Alors qu’ils bénéficient de soins gratuits en prison, que se passe-t-il lorsque les détenus sont libérés ? Quel est leur lien avec les médecins généralistes qui prennent le relais des prescriptions à la sortie d’incarcération ? Les Drs Julie Duclos (1) et Juliette Luven (2) ont tenté de répondre à ces questions dans le cadre de leur thèse en médecine générale.
Premier constat de ces deux jeunes médecins : la prison est souvent une porte d’entrée dans le soin. En dépit d’une prévalence élevée de pathologies chroniques (addictologie et psychiatrie surtout), six entrants sur dix n’avaient pas consulté de médecins dans les douze mois précédant l’incarcération, notamment à cause d’une mauvaise protection sociale. Le contact avec l’Unité de consultation et de soins ambulatoires (UCSA) qui assure la continuité des soins somatiques des personnes incarcérées et le Service médico-psychologique régional (SMPR), pour les soins en santé mentale est ainsi l’occasion de renouer avec le système de soins, d’avoir accès à une offre de dépistage, de traitements, d’examens complémentaires et de soins auxquels le patient n’aurait pas forcément bénéficié en liberté.

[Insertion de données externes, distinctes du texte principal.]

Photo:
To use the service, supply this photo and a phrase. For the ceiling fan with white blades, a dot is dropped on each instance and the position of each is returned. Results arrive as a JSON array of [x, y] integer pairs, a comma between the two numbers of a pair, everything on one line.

La consultation pour l’ordonnance de sortie n’est réalisée que pour 40 % des personnes incarcérées
Mais que se passe-t-il d’un point de vue médico-social quand un détenu doit sortir de prison ? Théoriquement, il doit avoir un rendez-vous avec l’UCSA et le SMPR afin d’obtenir une ordonnance de sortie pour le mois suivant sa remise en liberté. Mais en raison de l’encombrement de ces services, cette consultation n’est réalisée que pour 40 % des personnes incarcérées. Mais il n’y a pas que les ordonnances qui sont importantes pour le suivi. Pour favoriser la continuité entre l’intérieur et l’extérieur, une mise à jour de leurs droits sociaux est un élément essentiel. À la sortie, l’administration pénitentiaire procède à la levée d’écrou et prévient l’Assurance-maladie, mais seulement si le détenu était affilié auparavant.

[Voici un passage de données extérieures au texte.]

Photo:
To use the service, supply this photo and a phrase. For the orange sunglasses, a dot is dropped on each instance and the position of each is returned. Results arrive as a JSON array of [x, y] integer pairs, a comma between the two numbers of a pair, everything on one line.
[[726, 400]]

De fait, la plupart des prisonniers sortent avec une ordonnance de quelques jours voire quelques semaines et la continuité des soins n’est plus assurée sauf s’ils s’impliquent dans la gestion de leur santé et prennent un rendez-vous avec un généraliste. Une étude portant sur les sortants de la prison de Fresnes en 1997 retrouve un taux de mortalité standardisé toutes causes confondues d’environ trois fois supérieur à la population générale dans l’année suivant la libération. En outre, comme partout en France, on assiste actuellement à un vieillissement de la population carcérale avec une majoration des pathologies chroniques.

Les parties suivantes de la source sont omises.